With the amendments to the Act, the Government is able to take more effective and timely measures to prevent, detect and counter cyber attacks that may threaten Singapore’s national security, essential services, defence or foreign relations. “Essential services” include:
- services directly related to communications infrastructure, banking and finance, public utilities, public transportation, land transport infrastructure, aviation, shipping, or public key infrastructure; and
- emergency services such as police, civil defence or health services.
The Minister may authorise or direct a person (referred to in the Amendment Act as a “specified person”) to take such measures or comply with such requirements as may be necessary to prevent or counter cyber attacks. Specified persons are expected to take the necessary measures and comply with the Minister’s orders at their own cost. Failure to do so is an offence.

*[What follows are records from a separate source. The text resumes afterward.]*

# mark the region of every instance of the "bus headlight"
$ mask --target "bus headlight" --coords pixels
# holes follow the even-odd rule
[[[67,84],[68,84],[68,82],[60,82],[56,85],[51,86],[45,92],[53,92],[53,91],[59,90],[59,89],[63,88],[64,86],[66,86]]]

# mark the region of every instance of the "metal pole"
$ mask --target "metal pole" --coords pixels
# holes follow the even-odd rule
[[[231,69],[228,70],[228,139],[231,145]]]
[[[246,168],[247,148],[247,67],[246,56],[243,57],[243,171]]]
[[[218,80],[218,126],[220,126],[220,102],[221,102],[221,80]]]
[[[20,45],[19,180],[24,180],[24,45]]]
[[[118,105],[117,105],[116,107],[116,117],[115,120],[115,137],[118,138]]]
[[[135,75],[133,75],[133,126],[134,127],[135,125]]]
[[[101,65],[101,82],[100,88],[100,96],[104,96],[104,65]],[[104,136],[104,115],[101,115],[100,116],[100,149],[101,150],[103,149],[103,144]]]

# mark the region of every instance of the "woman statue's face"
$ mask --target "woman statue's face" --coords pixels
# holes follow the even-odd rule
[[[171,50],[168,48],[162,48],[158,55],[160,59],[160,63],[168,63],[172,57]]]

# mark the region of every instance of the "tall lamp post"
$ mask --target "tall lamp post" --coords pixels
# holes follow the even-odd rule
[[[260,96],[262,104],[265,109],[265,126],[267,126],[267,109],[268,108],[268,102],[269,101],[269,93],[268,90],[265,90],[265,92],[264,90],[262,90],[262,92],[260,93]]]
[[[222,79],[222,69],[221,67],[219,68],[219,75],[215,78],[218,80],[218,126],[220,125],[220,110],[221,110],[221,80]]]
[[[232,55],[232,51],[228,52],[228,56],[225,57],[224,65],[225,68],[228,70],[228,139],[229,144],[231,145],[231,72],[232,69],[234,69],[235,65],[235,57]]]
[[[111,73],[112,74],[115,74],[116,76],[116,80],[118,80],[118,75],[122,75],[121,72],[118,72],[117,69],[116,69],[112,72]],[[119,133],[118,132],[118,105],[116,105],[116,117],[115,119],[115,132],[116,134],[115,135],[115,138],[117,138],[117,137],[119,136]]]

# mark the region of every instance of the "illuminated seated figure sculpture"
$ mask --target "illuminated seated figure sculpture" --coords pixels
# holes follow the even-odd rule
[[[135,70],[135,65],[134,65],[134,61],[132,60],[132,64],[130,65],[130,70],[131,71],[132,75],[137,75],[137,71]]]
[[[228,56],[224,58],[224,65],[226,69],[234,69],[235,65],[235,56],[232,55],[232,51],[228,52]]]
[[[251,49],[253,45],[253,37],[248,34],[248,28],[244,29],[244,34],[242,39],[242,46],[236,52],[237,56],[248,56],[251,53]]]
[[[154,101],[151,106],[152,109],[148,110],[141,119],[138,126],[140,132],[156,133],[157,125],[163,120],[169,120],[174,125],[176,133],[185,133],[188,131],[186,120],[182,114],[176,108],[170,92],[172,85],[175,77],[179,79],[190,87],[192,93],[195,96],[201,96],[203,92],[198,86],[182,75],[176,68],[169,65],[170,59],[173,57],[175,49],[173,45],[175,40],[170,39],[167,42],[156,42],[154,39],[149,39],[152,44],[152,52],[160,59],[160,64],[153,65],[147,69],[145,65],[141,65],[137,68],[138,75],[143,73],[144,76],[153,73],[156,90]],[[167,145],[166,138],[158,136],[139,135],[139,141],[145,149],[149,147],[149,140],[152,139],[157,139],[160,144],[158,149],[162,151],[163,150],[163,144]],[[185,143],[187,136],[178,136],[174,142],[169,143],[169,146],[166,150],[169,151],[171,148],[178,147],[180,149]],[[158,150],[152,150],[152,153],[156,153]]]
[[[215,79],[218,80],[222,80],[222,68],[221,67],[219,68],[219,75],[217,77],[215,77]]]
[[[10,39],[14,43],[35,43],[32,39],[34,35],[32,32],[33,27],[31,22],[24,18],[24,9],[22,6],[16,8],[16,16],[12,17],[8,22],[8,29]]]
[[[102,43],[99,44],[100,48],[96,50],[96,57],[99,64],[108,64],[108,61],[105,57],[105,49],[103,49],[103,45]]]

Specified persons are, in turn, authorised to give directions to another person for the purpose of enabling the specified person to take such measures as are required to prevent or counter the cyber attacks. Any person who, without reasonable excuse, fails to comply with the directions of a specified person, will also be guilty of an offence.
The punishment for these two offences is a fine not exceeding S$50,000 or imprisonment for a term of up to 10 years, or both.
The Amendment Act provides that any directions given pursuant to the Act shall have effect notwithstanding any obligation, immunity or privilege imposed or conferred on a person under any law, contract or rules of professional conduct.
Recognising the harsh effect on the person directed to take the necessary measures, the Amendment Act also provides that no criminal or civil liability will be incurred by such person in relation to any act or omission of the person in complying with its obligations under the Act.
An example of the effect of the Amendment Act is this: When the Government receives intelligence of a planned cyber attack against Singapore’s banking system, the Minister can order telecommunications companies and banks (i.e. the “specified persons”) to provide information on their computer systems and networks and to take such measures as the Minister shall direct. If the information is not in the possession of the telecommunications companies or banks, they will have to direct their IT vendors to release the information. The telecommunications companies, banks and their respective IT vendors are not excused from compliance on the basis that the information constitutes trade secrets, or that they are under a duty of confidentiality. If they do not comply, they will be guilty of an offence.
Although great inconvenience can be caused to persons who are directed to comply with the Minster’s orders, the wide powers conferred on the Minister are necessary in order to avoid catastrophes which may be caused by crippling cyber attacks!